Ed è paradossale che, ad avvertire il governo di questo problema, sia stata solo Giorgia Meloni, spesso dipinta come portatrice di un’opposizione poco responsabile. Se avessimo pensato per tempo (almeno 6 mesi fa) a garantire la qualità dell’aria in un numero significativo di ambienti chiusi avremmo potuto affrontare la stagione fredda meno disarmati».


Con il suo modello aveva previsto di fatto la situazione attuale. Si è fatto un’idea di cosa accadrà nei prossimi mesi?
«Il mio modello prevedeva una quadruplicazione dei contagi rispetto a settembre per il solo effetto della stagione fredda, e purtroppo la quadruplicazione è già arrivata. Da qui in poi, secondo me, quasi tutto dipenderà dai vaccinati. Se il governo continuerà a mandare il messaggio secondo cui il problema sono i non vaccinati, e i vaccinati vanno premiati consentendo loro di fare quasi tutto, l’epidemia riceverà una bella spinta. Ma più in termini di casi che di ricoveri e decessi: penso che non arriveremo a saturare le terapie intensive».
In pratica la variabile da osservare - oltre alla campagna per la terza dose e quella per i bambini - sarà soprattutto il comportamento delle persone, specie dei vaccinati che sono molti più dei No vax. Ci spiega la ragione per cui ora la preoccupano più i vaccinati che i non vaccinati?
«Secondo le mie stime, una quota non trascurabile di nuovi casi quotidiani è dovuta a interazioni vaccinato-con-vaccinato, in quanto i vaccinati sono più numerosi dei non vaccinati. Del resto, che vaccinare tutti non basti, risulta chiaramente da quel che, da settimane, sta succedendo nei paesi che hanno vaccinato praticamente tutti, a partire da Portogallo e Spagna: il valore di Rt è abbondantemente sopra 1, il che significa che l’epidemia galoppa pure lì».
Qual è l’importanza dei richiami invece? E quella di vaccinare i più piccoli?

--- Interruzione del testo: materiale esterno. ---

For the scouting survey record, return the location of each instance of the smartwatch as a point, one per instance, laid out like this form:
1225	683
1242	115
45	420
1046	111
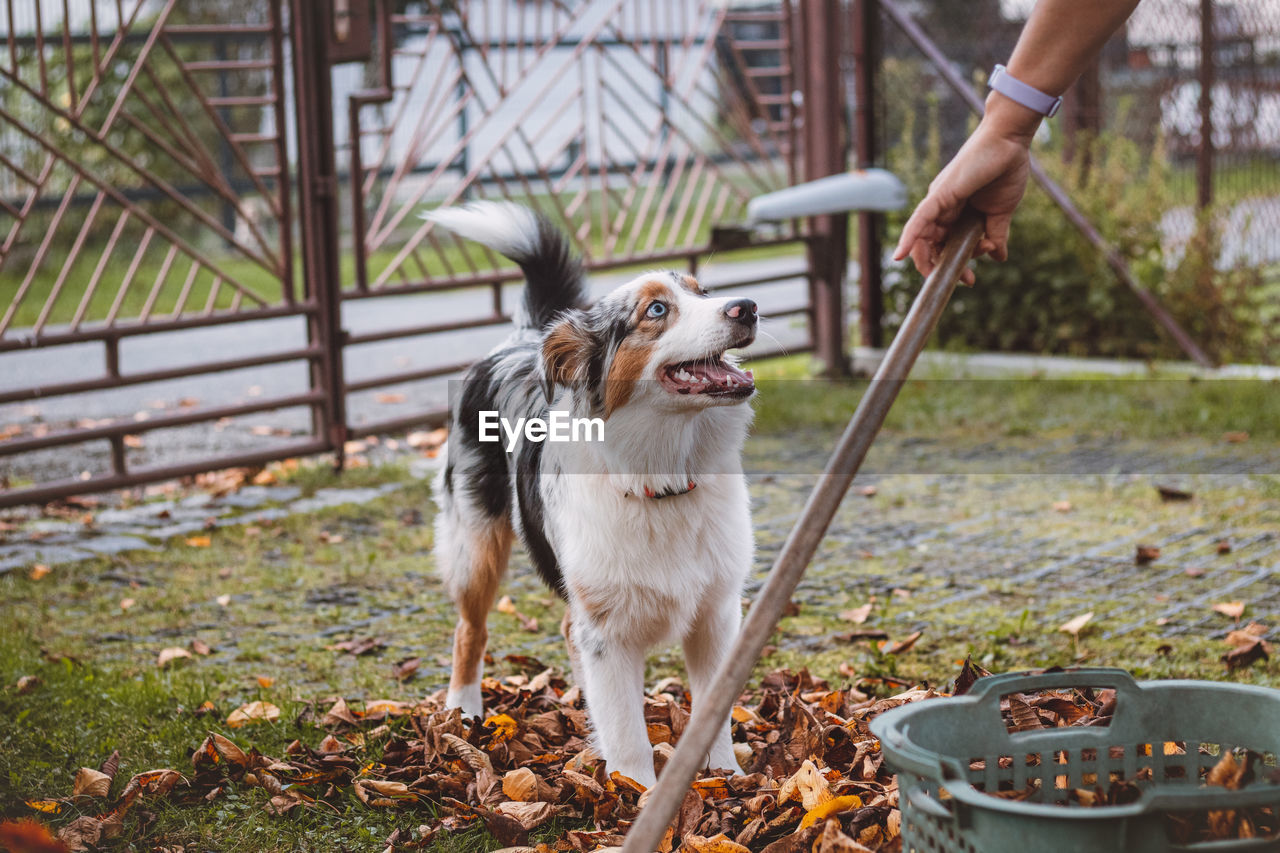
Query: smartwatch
1018	91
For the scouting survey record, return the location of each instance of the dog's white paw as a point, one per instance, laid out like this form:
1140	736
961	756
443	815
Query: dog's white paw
466	697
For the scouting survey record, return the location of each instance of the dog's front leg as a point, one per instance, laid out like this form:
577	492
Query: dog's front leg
707	644
612	673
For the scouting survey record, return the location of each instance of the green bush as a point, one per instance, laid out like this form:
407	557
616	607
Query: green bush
1056	293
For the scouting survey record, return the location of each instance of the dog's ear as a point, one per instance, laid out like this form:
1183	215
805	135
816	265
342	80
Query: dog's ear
565	354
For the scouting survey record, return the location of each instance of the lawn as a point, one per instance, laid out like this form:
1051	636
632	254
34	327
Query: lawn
991	514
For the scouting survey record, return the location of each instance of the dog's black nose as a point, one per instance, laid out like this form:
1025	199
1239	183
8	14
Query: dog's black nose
741	311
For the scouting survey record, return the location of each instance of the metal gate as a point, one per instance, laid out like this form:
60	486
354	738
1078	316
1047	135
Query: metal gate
186	200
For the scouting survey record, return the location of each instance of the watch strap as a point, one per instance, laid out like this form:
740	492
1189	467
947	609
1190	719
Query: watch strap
1027	95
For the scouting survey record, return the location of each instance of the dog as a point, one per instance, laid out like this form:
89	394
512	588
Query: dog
647	534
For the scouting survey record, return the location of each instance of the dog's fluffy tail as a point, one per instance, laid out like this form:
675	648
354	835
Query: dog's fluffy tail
552	272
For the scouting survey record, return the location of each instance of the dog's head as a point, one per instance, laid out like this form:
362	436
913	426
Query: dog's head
659	340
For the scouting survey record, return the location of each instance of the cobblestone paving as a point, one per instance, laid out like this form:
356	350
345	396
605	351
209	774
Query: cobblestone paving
978	546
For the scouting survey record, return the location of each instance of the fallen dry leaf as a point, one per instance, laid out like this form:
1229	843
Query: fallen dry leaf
1169	495
91	783
252	712
1246	655
359	646
1073	626
1146	553
901	646
406	669
520	784
1230	609
170	655
858	615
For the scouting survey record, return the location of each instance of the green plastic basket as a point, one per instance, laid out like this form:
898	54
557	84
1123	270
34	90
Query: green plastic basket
932	746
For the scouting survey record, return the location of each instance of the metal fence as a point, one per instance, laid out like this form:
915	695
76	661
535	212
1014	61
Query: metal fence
1215	114
216	203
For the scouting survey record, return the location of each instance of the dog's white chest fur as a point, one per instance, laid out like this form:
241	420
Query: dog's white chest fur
641	569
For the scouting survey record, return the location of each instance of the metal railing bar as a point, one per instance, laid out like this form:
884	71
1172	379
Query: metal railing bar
410	375
108	382
16	446
152	474
435	328
132	328
433	418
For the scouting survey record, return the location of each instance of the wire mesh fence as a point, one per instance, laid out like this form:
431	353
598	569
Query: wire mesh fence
1169	149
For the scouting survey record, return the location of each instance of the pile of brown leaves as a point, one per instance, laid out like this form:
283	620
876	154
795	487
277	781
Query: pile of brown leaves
810	775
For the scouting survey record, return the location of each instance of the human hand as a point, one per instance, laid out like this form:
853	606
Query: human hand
990	174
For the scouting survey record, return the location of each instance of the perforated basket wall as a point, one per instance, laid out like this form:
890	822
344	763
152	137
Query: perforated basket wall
951	755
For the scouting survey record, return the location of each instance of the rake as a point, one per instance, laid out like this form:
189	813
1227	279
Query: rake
714	705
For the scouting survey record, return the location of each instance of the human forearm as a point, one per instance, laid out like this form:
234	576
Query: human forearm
1061	37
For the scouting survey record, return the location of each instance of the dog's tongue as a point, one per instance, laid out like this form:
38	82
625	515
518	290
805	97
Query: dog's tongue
703	377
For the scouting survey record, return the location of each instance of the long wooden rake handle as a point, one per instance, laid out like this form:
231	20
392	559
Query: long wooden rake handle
712	707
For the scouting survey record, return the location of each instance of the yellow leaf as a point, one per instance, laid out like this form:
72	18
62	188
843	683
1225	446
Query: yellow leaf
252	712
520	784
822	811
1230	609
391	707
714	844
713	788
1073	626
170	655
858	615
503	728
808	785
91	783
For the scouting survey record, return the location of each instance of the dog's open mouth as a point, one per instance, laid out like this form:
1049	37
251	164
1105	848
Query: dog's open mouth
713	377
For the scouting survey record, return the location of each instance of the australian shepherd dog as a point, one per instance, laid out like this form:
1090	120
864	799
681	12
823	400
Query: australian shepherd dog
647	534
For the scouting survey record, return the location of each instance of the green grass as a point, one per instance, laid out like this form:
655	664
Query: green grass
310	580
453	260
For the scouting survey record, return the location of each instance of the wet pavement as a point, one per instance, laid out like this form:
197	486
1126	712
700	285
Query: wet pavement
976	543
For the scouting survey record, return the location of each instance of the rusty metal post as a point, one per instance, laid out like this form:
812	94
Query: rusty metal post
318	215
871	291
824	155
1205	154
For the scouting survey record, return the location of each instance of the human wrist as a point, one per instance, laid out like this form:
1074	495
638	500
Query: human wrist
1010	119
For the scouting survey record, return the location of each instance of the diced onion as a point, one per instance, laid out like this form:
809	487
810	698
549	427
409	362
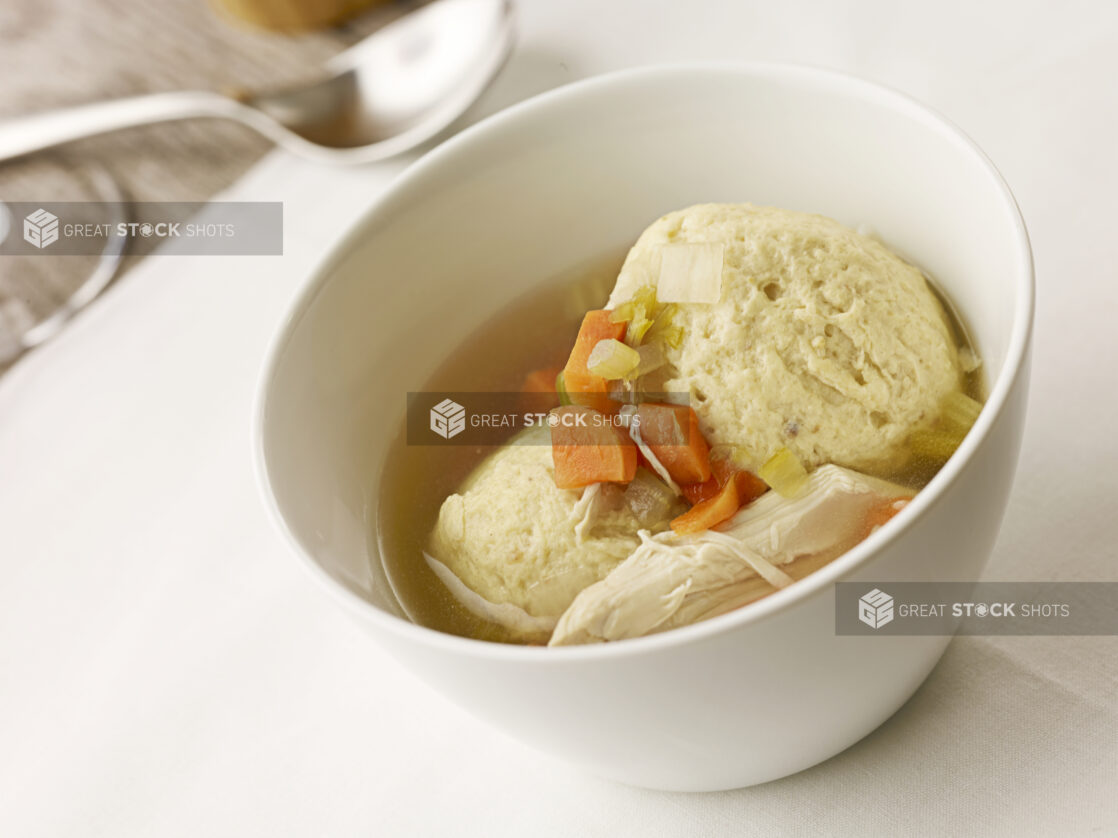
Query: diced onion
652	359
784	473
610	359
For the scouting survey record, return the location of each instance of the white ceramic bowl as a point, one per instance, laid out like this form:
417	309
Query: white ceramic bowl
749	696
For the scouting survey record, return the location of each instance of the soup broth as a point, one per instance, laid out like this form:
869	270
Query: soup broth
532	332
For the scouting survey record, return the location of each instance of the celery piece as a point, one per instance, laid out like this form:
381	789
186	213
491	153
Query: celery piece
641	305
784	473
636	330
561	390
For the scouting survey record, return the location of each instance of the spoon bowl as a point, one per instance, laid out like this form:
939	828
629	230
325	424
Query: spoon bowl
390	92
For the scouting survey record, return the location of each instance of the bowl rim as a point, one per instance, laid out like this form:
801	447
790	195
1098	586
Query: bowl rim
818	582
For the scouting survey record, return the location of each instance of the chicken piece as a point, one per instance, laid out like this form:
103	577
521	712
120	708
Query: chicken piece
672	580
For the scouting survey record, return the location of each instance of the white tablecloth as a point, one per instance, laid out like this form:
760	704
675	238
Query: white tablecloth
168	669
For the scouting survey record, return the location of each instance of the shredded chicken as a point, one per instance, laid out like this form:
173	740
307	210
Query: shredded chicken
672	580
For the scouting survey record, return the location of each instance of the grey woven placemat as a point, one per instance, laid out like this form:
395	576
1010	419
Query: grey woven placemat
57	53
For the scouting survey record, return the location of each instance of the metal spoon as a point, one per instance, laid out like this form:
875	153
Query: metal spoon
388	93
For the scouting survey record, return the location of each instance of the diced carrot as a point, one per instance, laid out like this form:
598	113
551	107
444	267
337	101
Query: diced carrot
723	469
541	381
695	493
672	432
587	447
881	513
709	513
583	386
749	485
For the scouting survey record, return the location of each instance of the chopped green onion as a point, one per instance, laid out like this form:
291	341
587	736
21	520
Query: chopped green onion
610	359
784	473
561	390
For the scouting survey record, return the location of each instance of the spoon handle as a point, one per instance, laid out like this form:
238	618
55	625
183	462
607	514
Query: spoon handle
26	134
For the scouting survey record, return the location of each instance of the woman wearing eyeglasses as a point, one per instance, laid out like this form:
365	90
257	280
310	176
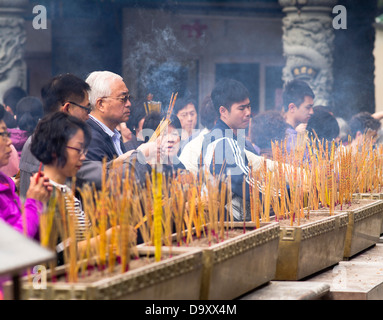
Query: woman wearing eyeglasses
59	142
37	195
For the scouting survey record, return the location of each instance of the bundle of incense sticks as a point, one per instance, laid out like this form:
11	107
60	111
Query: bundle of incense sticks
164	122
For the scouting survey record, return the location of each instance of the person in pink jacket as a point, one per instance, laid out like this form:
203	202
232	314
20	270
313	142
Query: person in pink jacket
11	207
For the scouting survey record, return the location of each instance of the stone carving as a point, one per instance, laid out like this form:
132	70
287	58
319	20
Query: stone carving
308	38
13	69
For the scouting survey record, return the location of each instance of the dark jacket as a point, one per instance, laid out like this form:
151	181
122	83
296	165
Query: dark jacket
101	144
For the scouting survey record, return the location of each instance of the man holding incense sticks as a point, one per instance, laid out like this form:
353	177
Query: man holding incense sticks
110	100
298	100
224	146
63	93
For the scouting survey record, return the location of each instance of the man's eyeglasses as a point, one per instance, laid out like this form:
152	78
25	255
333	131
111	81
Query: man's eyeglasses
79	151
123	99
87	109
5	134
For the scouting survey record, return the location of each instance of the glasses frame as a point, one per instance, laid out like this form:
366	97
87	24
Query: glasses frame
87	109
122	99
5	134
79	151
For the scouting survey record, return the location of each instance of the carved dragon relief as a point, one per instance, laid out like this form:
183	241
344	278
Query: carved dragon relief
12	65
308	46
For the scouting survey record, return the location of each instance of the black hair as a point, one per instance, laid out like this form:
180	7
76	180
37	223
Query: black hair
52	135
182	103
12	96
29	111
61	89
227	92
324	124
363	121
266	127
295	92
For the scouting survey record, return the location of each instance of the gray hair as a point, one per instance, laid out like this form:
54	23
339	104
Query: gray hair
100	84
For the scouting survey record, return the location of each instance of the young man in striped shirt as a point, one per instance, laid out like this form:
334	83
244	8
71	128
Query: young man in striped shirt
224	147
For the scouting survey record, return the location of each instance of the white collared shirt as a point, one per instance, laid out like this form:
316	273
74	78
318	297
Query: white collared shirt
115	135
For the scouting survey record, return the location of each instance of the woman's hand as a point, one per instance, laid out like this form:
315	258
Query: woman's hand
40	190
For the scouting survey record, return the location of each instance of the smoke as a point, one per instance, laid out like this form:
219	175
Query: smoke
155	58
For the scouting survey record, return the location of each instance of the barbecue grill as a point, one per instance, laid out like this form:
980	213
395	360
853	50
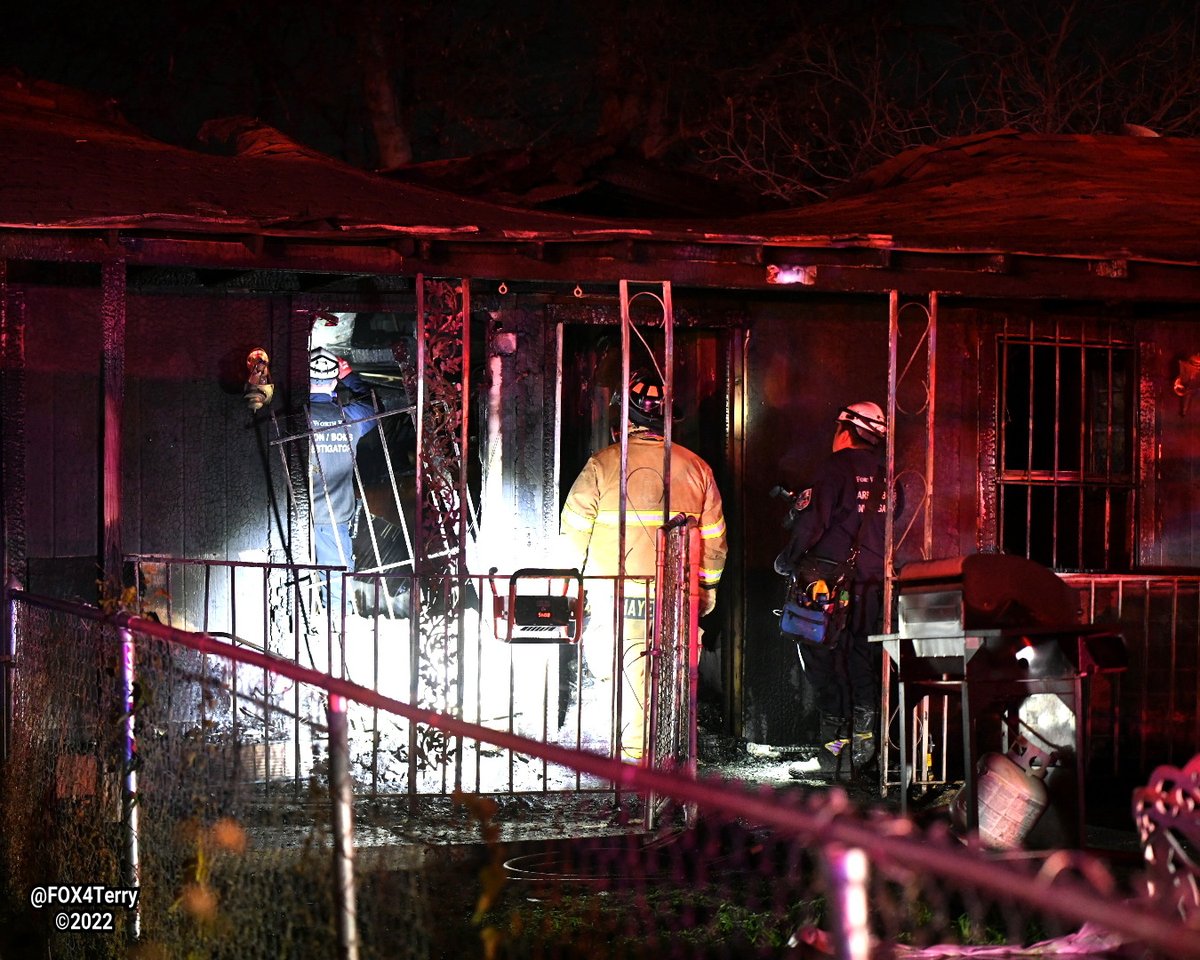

«I richiami (terza dose) sono fondamentali. Israele li sta facendo, e i risultati si vedono. Semmai il problema sarà che, per vari motivi, non tutti i vaccinati saranno pronti a rivaccinarsi 2 volte l’anno. Sui bambini non smetterò di ripetere che è un dilemma tragico: allo stato attuale non è affatto certo che i benefici eccedano i rischi. Se vacciniamo i bambini, è per salvare gli adulti, non per proteggere i più piccoli, anche se - dopo il pronunciamento dell’Ema - diventerà difficile dirlo senza essere accusati di disfattismo».
A guardare l’andamento di contagi e ospedalizzazioni l’Italia sembra essere messa meglio di molti altri Paesi. È davvero così?
«No, fra le società avanzate di tipo occidentale l’Italia è a metà classifica sia sul numero di morti per abitante, sia sul valore di Rt, che nelle ultime settimane è stato quasi ovunque sopra la soglia critica di 1. Anche qui, la storia si ripete: non riusciamo a non pensarci come un modello per gli altri paesi, finché la realtà non ci riporta bruscamente con i piedi per terra».